Accurate and efficient identification of individuals at high risk remains a key challenge for HIV prevention programs. Several model-based HIV risk prediction tools have been developed for women [3-5], men who have sex with men [6], serodiscordant couples [7], pregnant women [8], and the general population [9]. Existing tools rely primarily on age, sexual behavior, alcohol and drug use, and testing for sexually transmitted infections (STIs). These individual-level measures have several limitations. Behavioral risk factors are dynamic, require frequent reassessment, and are generally self-reported and thus prone to misclassification [10, 11]. Nucleic acid amplification testing for STIs is often not available outside of research studies or specialized clinics. The importance of specific individual risk factors may also vary across settings [12], which may diminish the performance of risk scores when applied in new populations [13].

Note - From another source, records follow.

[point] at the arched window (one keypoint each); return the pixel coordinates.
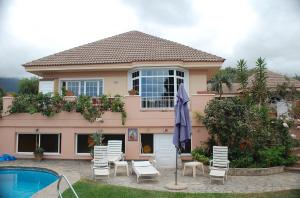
(157, 87)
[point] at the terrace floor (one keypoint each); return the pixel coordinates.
(75, 170)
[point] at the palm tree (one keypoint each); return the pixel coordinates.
(242, 74)
(219, 79)
(259, 88)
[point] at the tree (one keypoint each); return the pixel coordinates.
(242, 75)
(297, 77)
(259, 88)
(29, 86)
(2, 92)
(219, 79)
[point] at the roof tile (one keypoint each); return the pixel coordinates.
(128, 47)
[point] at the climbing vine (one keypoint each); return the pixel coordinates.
(89, 108)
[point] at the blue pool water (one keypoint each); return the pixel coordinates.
(23, 183)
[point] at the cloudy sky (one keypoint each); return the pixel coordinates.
(232, 29)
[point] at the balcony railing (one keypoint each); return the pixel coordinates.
(165, 102)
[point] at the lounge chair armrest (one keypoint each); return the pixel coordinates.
(210, 162)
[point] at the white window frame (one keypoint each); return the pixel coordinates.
(174, 68)
(39, 141)
(82, 79)
(88, 154)
(147, 154)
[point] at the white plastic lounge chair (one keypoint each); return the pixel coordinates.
(220, 159)
(144, 169)
(100, 162)
(114, 151)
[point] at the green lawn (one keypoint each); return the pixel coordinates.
(88, 189)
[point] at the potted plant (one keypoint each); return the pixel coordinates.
(69, 93)
(133, 92)
(39, 153)
(95, 139)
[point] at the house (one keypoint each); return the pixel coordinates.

Community-level measures of HIV prevalence, viral load, and treatment coverage offer an alternative approach to identifying individuals at elevated HIV risk. These measures are associated with HIV incidence [14-16] and act as proxies for local HIV transmission potential. Models based on geospatial measures may allow prioritization of prevention interventions to individuals and communities without the need to collect detailed behavioral data. However, existing HIV risk scores have generally not incorporated community-level HIV indicators, and the utility of geospatial measures in HIV risk prediction is unclear.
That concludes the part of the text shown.